Doctors there write 138 prescriptions for every 100 people. Now, the state has launched a crackdown. Seven doctors have lost their licenses and 15 more are being investigated. CBS News sat down with one of them.
Meet Dr. Michael Kostenko. He’s written more than 40,000 prescriptions for oxycodone in the last two years.
He says at any given time, he has between 800 to 1,000 active patients in his practice. Nearly 100 percent of them get prescriptions for oxycodone.
Court documents show that Kostenko is one of West Virginia’s top ten prescribers of painkillers.
CBS News correspondent Jim Axelrod asked him how many prescriptions he had written earlier in the year.
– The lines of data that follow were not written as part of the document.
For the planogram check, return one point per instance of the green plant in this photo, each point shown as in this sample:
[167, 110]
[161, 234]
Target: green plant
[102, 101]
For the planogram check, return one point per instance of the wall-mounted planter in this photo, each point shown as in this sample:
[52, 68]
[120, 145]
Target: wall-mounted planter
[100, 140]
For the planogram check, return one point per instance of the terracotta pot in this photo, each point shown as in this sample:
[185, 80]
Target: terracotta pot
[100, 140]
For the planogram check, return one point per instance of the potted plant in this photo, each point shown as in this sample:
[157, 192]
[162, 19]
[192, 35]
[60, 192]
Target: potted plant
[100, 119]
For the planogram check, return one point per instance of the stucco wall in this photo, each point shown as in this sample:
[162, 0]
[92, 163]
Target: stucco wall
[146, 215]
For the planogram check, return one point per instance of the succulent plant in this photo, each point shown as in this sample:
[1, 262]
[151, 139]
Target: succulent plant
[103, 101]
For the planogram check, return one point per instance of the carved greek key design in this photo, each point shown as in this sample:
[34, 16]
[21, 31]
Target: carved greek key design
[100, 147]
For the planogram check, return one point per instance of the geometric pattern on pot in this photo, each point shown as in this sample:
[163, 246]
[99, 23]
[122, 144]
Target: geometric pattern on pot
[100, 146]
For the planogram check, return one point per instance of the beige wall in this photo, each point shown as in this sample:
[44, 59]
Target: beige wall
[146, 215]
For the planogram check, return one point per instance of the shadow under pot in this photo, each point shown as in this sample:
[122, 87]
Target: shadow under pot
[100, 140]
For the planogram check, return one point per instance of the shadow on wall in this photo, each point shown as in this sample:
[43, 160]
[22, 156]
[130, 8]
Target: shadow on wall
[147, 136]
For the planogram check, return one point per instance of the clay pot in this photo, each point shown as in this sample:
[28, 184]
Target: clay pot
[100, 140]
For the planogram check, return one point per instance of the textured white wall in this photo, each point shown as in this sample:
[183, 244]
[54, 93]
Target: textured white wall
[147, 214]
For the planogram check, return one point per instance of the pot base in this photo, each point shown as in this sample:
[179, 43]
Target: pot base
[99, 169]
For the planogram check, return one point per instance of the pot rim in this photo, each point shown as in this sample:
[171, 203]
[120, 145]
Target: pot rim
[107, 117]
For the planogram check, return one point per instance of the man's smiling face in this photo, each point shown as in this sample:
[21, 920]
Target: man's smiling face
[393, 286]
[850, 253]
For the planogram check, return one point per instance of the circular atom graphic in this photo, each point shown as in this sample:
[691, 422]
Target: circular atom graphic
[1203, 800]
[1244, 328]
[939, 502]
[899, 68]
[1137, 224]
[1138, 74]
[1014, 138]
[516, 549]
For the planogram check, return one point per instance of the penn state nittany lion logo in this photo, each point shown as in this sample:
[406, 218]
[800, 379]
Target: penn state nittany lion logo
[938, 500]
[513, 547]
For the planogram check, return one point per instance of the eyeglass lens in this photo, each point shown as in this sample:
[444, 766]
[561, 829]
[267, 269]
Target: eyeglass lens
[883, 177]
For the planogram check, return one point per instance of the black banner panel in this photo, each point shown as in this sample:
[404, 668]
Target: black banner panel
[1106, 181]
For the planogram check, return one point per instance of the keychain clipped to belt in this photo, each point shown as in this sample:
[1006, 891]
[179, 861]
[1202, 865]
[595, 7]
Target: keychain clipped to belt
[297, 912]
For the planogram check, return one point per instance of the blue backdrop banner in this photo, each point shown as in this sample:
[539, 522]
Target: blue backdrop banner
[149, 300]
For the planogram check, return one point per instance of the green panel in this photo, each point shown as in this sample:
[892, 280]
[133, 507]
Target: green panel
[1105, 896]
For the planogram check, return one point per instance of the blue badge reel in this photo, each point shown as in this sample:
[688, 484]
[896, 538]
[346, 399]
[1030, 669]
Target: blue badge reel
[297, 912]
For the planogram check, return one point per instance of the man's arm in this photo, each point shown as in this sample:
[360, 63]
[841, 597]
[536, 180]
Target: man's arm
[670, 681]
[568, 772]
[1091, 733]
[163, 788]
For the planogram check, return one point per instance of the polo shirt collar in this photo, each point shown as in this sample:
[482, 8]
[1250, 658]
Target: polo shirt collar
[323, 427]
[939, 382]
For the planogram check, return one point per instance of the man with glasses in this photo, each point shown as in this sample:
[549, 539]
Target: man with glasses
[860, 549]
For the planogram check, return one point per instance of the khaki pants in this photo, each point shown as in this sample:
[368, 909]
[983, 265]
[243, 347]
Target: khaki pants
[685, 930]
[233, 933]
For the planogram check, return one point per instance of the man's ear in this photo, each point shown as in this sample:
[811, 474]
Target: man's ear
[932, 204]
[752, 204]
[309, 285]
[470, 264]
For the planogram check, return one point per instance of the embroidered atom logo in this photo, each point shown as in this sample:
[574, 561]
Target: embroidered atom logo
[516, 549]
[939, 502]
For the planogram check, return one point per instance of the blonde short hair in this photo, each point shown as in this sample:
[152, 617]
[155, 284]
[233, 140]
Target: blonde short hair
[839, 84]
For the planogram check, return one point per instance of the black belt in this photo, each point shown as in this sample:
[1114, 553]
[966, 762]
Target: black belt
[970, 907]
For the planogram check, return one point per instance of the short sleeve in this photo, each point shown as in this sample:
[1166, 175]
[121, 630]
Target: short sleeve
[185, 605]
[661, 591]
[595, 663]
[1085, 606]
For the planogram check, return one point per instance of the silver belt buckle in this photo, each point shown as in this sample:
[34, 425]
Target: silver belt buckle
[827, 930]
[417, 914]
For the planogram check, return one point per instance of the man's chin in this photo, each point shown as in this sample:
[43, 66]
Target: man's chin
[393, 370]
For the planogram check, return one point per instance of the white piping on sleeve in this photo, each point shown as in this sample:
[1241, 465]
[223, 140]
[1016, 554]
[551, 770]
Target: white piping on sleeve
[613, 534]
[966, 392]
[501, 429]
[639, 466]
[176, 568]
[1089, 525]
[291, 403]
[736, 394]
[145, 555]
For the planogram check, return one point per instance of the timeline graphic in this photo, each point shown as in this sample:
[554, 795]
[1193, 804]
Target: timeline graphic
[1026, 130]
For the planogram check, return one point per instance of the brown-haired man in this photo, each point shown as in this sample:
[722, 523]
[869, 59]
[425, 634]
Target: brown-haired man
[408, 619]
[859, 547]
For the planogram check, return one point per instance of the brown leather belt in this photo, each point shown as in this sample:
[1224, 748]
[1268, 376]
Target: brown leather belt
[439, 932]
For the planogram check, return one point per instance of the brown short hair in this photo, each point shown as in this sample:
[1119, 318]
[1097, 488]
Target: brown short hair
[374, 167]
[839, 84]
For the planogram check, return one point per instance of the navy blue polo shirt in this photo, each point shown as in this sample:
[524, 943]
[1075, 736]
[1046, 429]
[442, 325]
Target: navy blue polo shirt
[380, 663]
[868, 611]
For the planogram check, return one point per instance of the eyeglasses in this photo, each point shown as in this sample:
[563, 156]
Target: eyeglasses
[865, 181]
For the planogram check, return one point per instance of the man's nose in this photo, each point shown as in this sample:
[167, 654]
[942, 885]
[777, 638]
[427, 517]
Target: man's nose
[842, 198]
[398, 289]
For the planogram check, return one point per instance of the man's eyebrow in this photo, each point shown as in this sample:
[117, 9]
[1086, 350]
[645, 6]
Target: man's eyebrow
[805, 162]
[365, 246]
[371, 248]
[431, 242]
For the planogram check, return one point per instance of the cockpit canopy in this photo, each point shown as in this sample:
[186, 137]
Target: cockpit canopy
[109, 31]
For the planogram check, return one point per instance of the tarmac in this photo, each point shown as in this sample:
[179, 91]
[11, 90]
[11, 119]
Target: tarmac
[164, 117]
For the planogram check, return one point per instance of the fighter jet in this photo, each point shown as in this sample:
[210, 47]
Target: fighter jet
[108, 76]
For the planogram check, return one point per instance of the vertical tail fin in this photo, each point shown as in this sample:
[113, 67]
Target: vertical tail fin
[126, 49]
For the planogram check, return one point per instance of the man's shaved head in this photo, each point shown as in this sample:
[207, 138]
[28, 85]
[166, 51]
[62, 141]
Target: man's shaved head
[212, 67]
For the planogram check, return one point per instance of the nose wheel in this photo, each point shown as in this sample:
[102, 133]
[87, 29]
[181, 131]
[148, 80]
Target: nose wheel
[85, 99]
“Did you write 325 prescriptions the first week of January for more than 19,000 oxycodone pills?”
“Possibly,” Kostenko replied. “It may well be.”
Operating at the end of a narrow, unpaved, pot-hole filled, two-mile logging road, Dr. Kostenko hosts group sessions at his Coal Country Clinic. He posts videos of the sessions to YouTube, showing him explaining his approach to treating disease and pain through changes in diet and behavior.
After filling out a medical self-assessment, each patient pays $120 in cash. As the video shows, at the end of each class they’re handed their prescriptions for pain medications. There are hardly ever private exams.
“There’s very little that we need to do in private in our office,” Kostenko explained to CBS News.